People and organisations
- President: Bidya Devi Bhandari
- Prime Minister: Khadga Prasad Sharma Oli
- Deputy Prime Minister: Bishnu Prasad Paudel
- Total no. of members: 5
- Member parties: CPN (UML)
- Status in legislature: Minority interim government
- Opposition cabinet: Deuba Shadow Cabinet
- Opposition party: Nepali Congress CPN (Maoist Centre)
- Opposition leader: Sher Bahadur Deuba, NC

History
- Election: 2017 general election
- Legislature term: 1st Federal Parliament
- Predecessor: Second Oli cabinet
- Successor: Fifth Deuba cabinet

= Third Oli cabinet =

Government of Nepal from May to July 2021

KP Sharma Oli was appointed Prime Minister of Nepal for a third time on 13 May 2021 by President Bidya Devi Bhandari, as a minority prime minister, as no opposition party formed a majority government or claimed it time. Citing Article 76 (3) of the constitution, Oli, leading the largest party in the House of Representatives, was re-appointed prime minister, requiring him to again prove a majority in the house within 30 days. On 22 May 2021, the House of Representatives was dissolved for the second time in 6 months by a cabinet decision followed by the approval of the President with elections on 12 and 19 November in two phases.
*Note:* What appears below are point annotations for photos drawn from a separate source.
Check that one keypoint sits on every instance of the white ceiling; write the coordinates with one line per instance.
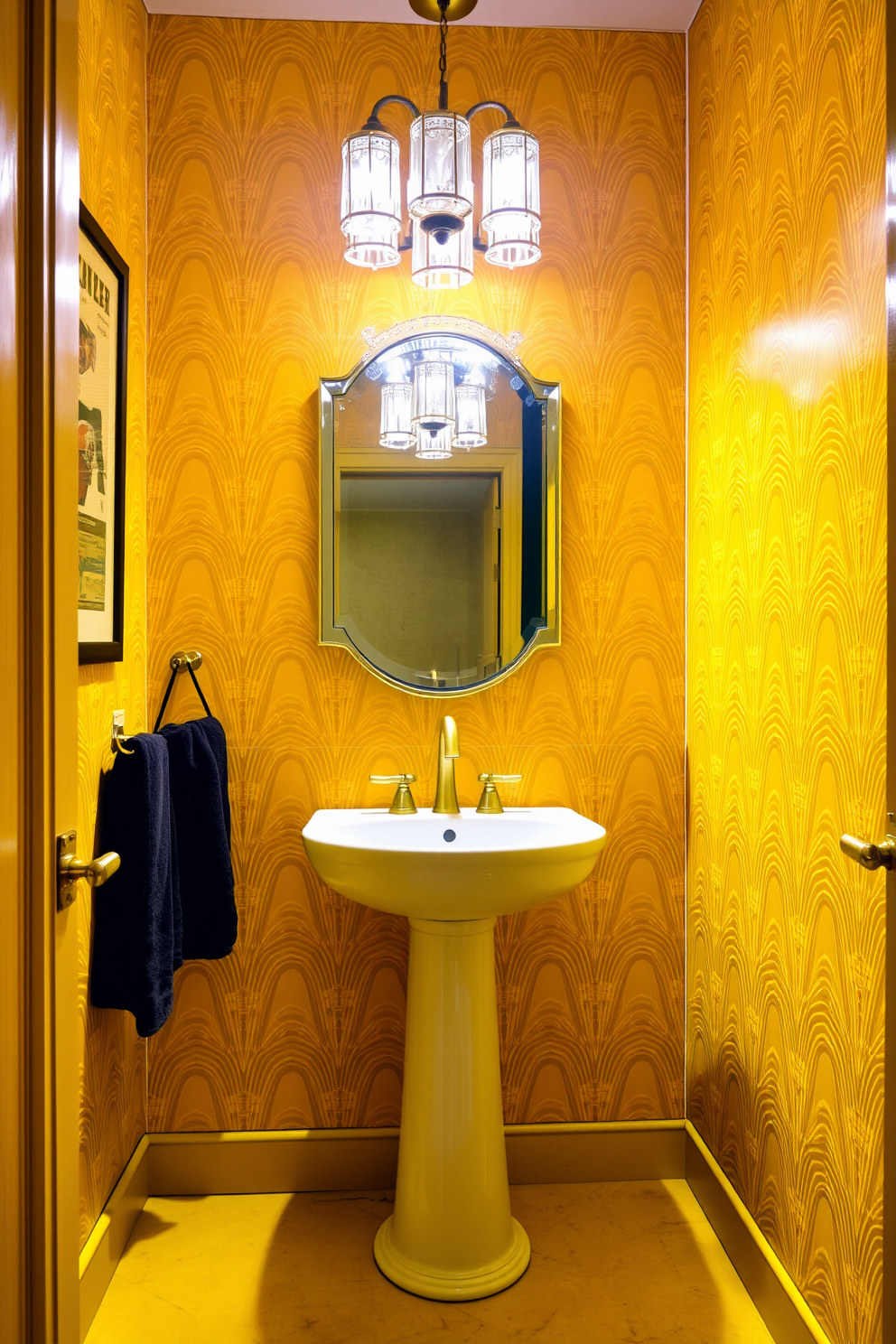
(650, 15)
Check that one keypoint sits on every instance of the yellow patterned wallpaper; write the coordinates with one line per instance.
(248, 304)
(112, 124)
(786, 711)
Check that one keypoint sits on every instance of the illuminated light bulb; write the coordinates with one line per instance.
(434, 443)
(371, 203)
(446, 265)
(433, 402)
(510, 198)
(395, 415)
(469, 401)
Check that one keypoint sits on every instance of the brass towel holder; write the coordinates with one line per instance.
(184, 660)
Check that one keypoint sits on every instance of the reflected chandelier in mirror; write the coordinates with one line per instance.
(440, 507)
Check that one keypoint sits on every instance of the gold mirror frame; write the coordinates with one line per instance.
(546, 636)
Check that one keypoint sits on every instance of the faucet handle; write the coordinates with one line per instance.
(490, 801)
(403, 801)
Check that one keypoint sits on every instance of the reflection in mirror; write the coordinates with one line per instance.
(438, 512)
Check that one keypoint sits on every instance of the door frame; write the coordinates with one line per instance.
(39, 1044)
(890, 1022)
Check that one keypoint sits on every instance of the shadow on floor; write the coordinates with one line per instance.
(611, 1262)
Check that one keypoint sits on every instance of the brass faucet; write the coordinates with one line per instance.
(449, 751)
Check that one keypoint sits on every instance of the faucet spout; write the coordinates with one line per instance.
(449, 751)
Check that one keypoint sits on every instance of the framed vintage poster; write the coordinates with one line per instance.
(102, 369)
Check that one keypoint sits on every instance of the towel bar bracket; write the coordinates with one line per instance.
(70, 867)
(185, 658)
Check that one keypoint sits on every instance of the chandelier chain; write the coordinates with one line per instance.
(443, 5)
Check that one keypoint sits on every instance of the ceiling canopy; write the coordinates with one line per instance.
(650, 15)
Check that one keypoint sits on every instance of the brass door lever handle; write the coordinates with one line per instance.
(70, 867)
(869, 855)
(403, 801)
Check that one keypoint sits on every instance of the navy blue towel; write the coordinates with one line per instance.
(135, 944)
(201, 807)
== After dissolving parliament ==
On 4 June 2021, the cabinet reshuffle took place when the Mahantha-Mahato faction of PSP-N joined the government with 8 cabinet ministers, 2 state ministers, and 5 others from UML. Bishnu Prasad Paudel, Raghubir Mahasheth and Rajendra Mahato were made Deputy Prime-minister. While the previous expansion was yet to be clarified by the Supreme Court, Oli made another reshuffle and included 7 ministers from UML and 1 from PSP-N. On 22 June, the Supreme Court removed Oli's recently appointed ministers, stating article 77(3) of Constitution of Nepal prohibits a caretaker prime-minister from such action.

== Dissolution of cabinet ==
The Supreme Court ordered the President to appoint Sher Bahadur Deuba as the next Prime Minister Of Nepal within 28 hours, citing article 76(5) of the Constitution of Nepal. Similarly, the dissolution of the House of Representatives was disapproved.